AB ve BM'ye terör listesi eleştirisi
24 Ocak 2008Birleşmiş Milletler ve Avrupa Birliği, 11 Eylül 2001 saldırılarından sonra, teröre karıştıklarından şüphe edilen kişi ve kurumların yer aldığı “terör listeleri” hazırlamışlardı. Avrupa Konseyi Parlamenterler Meclisi Genel Kurulu'nda kabul edilen kararda söz konusu yöntem “anti demokratik” ve “keyfi” olarak nitelendirildi. Listeye tesadüfen alınan kişilerin hukuki haklarının bulunmaması kınandı.
Avrupa Konseyi Parlamenterler Meclisi'nin, terör listeleri uygulamasını incelemekle görevlendirdiği liberal milletvekili Dick Marty, raporunda terör listelerini sosyal ölüm olarak nitelendiriyor. Avrupa Konseyi'nin Raportörü İsviçreli hukukçu BM ve AB'ni hukuk dışılıkla suçluyor.

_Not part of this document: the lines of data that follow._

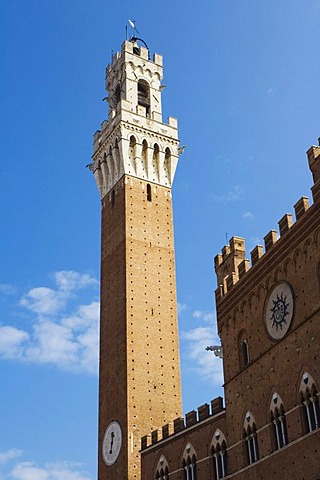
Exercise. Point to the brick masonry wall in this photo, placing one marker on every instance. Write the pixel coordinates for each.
(139, 356)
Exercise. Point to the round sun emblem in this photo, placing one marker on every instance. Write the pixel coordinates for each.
(279, 310)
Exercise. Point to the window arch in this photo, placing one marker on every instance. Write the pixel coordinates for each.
(167, 164)
(117, 95)
(278, 420)
(250, 438)
(133, 151)
(219, 455)
(243, 347)
(144, 95)
(162, 472)
(310, 402)
(155, 161)
(189, 463)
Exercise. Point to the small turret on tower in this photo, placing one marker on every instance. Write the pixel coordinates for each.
(227, 262)
(134, 141)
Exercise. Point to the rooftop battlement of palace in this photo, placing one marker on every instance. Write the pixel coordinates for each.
(180, 424)
(231, 265)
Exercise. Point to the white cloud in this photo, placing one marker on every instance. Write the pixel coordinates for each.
(207, 317)
(235, 194)
(50, 471)
(47, 301)
(7, 289)
(203, 362)
(11, 454)
(68, 281)
(195, 357)
(12, 342)
(67, 340)
(44, 301)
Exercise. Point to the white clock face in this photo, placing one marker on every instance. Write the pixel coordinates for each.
(279, 310)
(111, 444)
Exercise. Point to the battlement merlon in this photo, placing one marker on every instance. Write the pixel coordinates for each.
(314, 162)
(227, 262)
(134, 78)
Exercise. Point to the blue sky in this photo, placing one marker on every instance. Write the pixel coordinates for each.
(242, 78)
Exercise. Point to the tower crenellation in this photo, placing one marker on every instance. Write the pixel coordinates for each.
(231, 265)
(135, 158)
(134, 141)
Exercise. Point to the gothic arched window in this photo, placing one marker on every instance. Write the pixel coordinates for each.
(243, 346)
(144, 95)
(278, 420)
(310, 402)
(219, 455)
(189, 463)
(162, 472)
(251, 439)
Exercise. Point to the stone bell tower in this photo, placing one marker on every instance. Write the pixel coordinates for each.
(135, 158)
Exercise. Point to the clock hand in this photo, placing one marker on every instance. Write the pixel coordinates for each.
(111, 445)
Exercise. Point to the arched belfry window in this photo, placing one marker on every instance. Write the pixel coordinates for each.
(310, 401)
(167, 164)
(243, 345)
(144, 95)
(250, 438)
(117, 95)
(278, 420)
(219, 455)
(162, 472)
(189, 463)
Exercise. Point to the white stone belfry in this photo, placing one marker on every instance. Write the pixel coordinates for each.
(134, 141)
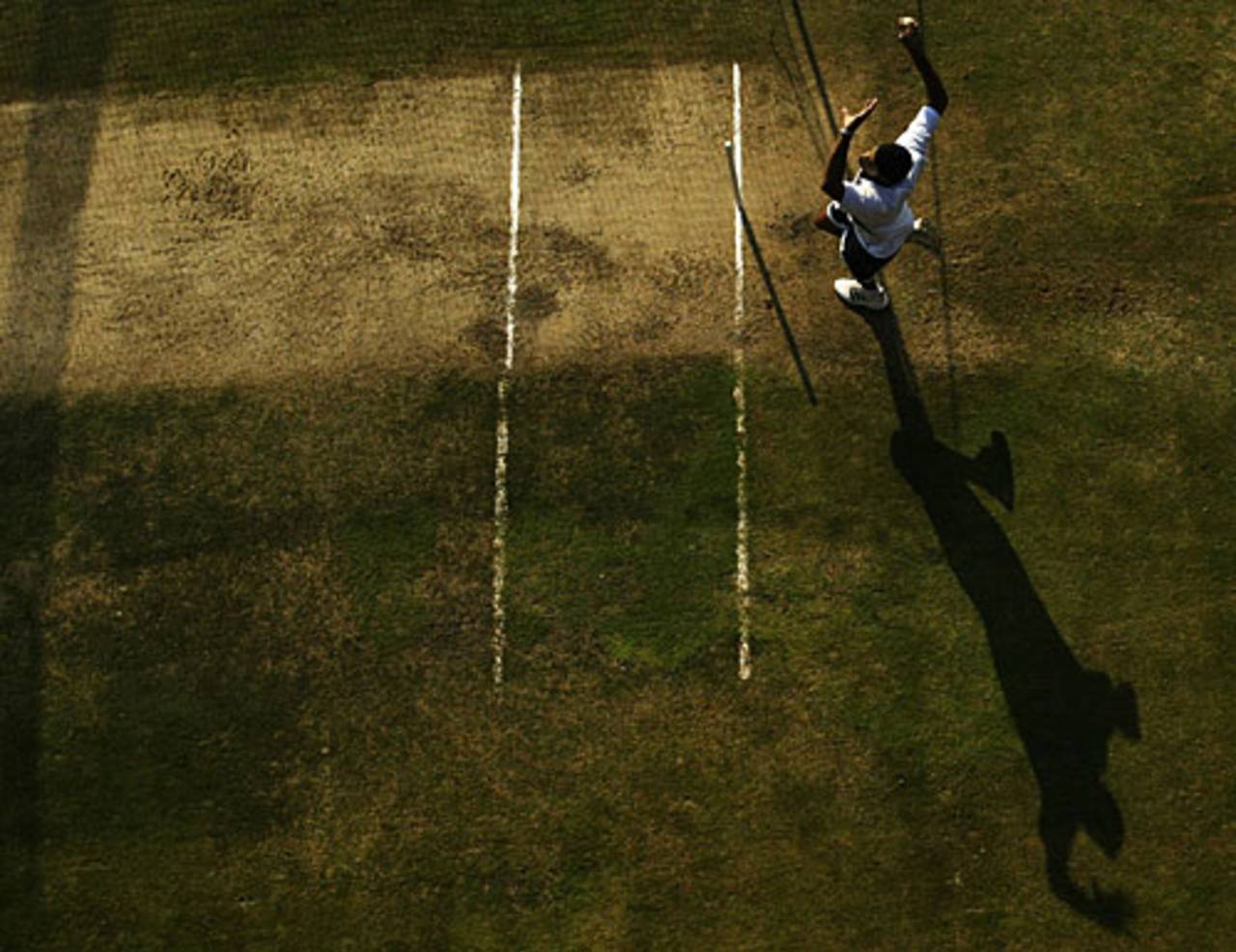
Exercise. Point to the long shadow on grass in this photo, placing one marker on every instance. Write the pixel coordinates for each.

Avrupa Konseyi Parlamenterler Meclisi'nin kararında da kara listede bulunan kişi ve kuruluşların haklarını arayabilmek için gerekli mahkemelere başvurmalarına izin verilmesi ve mağdur oldukları anlaşıldığında tazminat alabilme haklarının garanti altına alınması isteniyor.
İnsan hakları ihlali
Hukukçular, terör listelerinin hiçbir hukuki ve parlamenter kontrolden geçmemesini eleştiriyor. Parlamenterler Meclisi üyeleri de, haklarında somut delil olmayan kişi ve kuruluşların kara listeye alınmasını kabul edilemez buluyor. Bu durum insan hakları ihlali olarak görülüyor ve hukuk devleti ilkelerine aykırı bulunuyor. Bu listelerde 100'den fazla İslami kuruluş ve 350 Müslümanın adı var.

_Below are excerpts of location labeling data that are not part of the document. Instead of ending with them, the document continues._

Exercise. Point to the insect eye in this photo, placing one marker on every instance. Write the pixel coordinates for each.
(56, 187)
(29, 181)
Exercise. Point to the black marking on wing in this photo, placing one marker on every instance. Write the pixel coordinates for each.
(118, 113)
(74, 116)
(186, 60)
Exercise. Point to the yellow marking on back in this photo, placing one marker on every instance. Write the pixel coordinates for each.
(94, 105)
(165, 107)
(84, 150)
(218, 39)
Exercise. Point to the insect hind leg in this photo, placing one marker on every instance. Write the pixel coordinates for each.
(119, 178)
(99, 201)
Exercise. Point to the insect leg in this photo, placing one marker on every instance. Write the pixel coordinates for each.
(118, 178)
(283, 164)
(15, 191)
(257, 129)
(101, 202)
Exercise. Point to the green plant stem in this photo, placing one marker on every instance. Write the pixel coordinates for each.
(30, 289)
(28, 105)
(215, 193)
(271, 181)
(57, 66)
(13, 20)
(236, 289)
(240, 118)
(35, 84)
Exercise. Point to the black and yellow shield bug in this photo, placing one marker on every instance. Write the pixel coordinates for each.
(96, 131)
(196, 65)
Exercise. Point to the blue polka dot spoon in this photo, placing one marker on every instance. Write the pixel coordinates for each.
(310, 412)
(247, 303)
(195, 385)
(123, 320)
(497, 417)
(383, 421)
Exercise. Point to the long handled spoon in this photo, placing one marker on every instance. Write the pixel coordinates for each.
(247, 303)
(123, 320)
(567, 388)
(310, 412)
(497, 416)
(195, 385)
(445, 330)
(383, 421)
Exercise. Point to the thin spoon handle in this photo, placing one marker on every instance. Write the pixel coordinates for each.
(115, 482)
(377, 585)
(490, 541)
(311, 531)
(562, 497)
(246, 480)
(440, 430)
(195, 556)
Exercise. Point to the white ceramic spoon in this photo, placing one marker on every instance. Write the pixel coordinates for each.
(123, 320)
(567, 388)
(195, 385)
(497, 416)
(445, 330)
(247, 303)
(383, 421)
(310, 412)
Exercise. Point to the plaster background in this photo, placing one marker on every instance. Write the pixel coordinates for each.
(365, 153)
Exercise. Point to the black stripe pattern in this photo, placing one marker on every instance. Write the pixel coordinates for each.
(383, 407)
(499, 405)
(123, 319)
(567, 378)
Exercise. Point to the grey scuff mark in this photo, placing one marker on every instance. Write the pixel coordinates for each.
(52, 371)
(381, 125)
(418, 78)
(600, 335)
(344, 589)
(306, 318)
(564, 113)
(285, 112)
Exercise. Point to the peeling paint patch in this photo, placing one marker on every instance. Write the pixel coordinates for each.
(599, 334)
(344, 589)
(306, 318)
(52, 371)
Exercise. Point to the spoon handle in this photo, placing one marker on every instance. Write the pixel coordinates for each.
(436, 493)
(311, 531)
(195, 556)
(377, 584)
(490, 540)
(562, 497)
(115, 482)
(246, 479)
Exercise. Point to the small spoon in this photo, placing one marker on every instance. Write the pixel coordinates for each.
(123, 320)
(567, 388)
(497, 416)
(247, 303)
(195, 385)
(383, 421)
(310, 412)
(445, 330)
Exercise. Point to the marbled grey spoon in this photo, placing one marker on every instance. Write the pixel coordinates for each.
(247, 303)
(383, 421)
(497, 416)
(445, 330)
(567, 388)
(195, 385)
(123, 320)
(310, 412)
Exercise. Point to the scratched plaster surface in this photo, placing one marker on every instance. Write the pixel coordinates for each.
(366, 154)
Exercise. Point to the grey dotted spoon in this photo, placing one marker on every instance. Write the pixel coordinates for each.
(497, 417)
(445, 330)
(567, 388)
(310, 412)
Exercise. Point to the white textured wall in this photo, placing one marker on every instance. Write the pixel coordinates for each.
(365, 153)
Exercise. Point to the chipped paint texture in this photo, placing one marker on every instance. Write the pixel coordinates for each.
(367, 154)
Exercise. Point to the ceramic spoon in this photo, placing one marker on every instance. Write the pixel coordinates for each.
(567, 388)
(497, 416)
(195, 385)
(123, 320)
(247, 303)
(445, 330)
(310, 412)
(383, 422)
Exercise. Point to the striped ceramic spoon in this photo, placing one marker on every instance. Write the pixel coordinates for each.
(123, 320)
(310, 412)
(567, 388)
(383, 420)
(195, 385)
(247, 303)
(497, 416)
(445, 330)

Avrupa Konseyi Raportörü Dick Marty, bazı adayların altı yıldır listede olduğunu, suçlamalar kanıtlanamamasına rağmen hala listede tutulduklarını söylüyor. Bu durumun onlar için "sosyal ölüm" anlamına geldiğini belirten Dick Marty listede yer alanların "yaşamları boyunca elde ettikleri her şeyi kaybettiklerini" vurguluyor.
Parlamenterler Meclisi'nin Alman üyelerinden eski Adalet Bakanı Sabine Leutheusser Schnarrenberger de terör listelerinin hukuk devleti ilkelerine aykırı olduğu görüşünde. Leutheusser-Schnarrenberger "sanık, aksi kanıtlanana kadar suçsuzdur" ilkesinin tamamen göz ardı edildiğini belirtiyor.
Yusuf Nada'nın başına gelenler
Marty'nin raporunda yer alan örneklerden biri İsviçre'de yaşayan Mısırlı iş adamı Yusuf Nada. 76 yaşındaki Nada, Müslüman bir terör örgütünü desteklediği şüphesi ile listeye girmiş. Banka hesaplarına el konmuş, seyahat özgürlüğü kısıtlanmış. İsviçre'nin Tessin bölgesinde, İtalya'ya ait Campione'de oturan Yusuf Nada, "altı yıldır neredeyse ev hapsi yaşıyorum." diyor. Seyahat yasağı nedeniyle İtalya'ya ait Campione'den İsviçre'ye bile geçemeyen Mısırlı iş adamının El Kaide ile ilişkisi saptanamamış, ama Mısır'daki Müslüman Kardeşler örgütünün üyesi olması onun kara listeye girmesi için yetmiş. 60 yıldan beri Müslüman Kardeşler'in üyesi olduğunu belirten Nada, 20 yıl boyunca örgütün uluslararası ilişkiler sorumlusu olarak çalışmış. Mensubu olduğu örgütün şiddete karşı olduğunu İslam dininin de buna izin vermediğini söylüyor.
Şiddet yanlısı olmasa da bir islami gruba üye olması Yusuf Nada'nın kara listeye girmesinin nedeni. Ancak bu ayrıntı Dick Marty'nin raporunda yer almıyor, bu yüzden de bazı bağlantıları göz ardı etmekle suçlanıyor.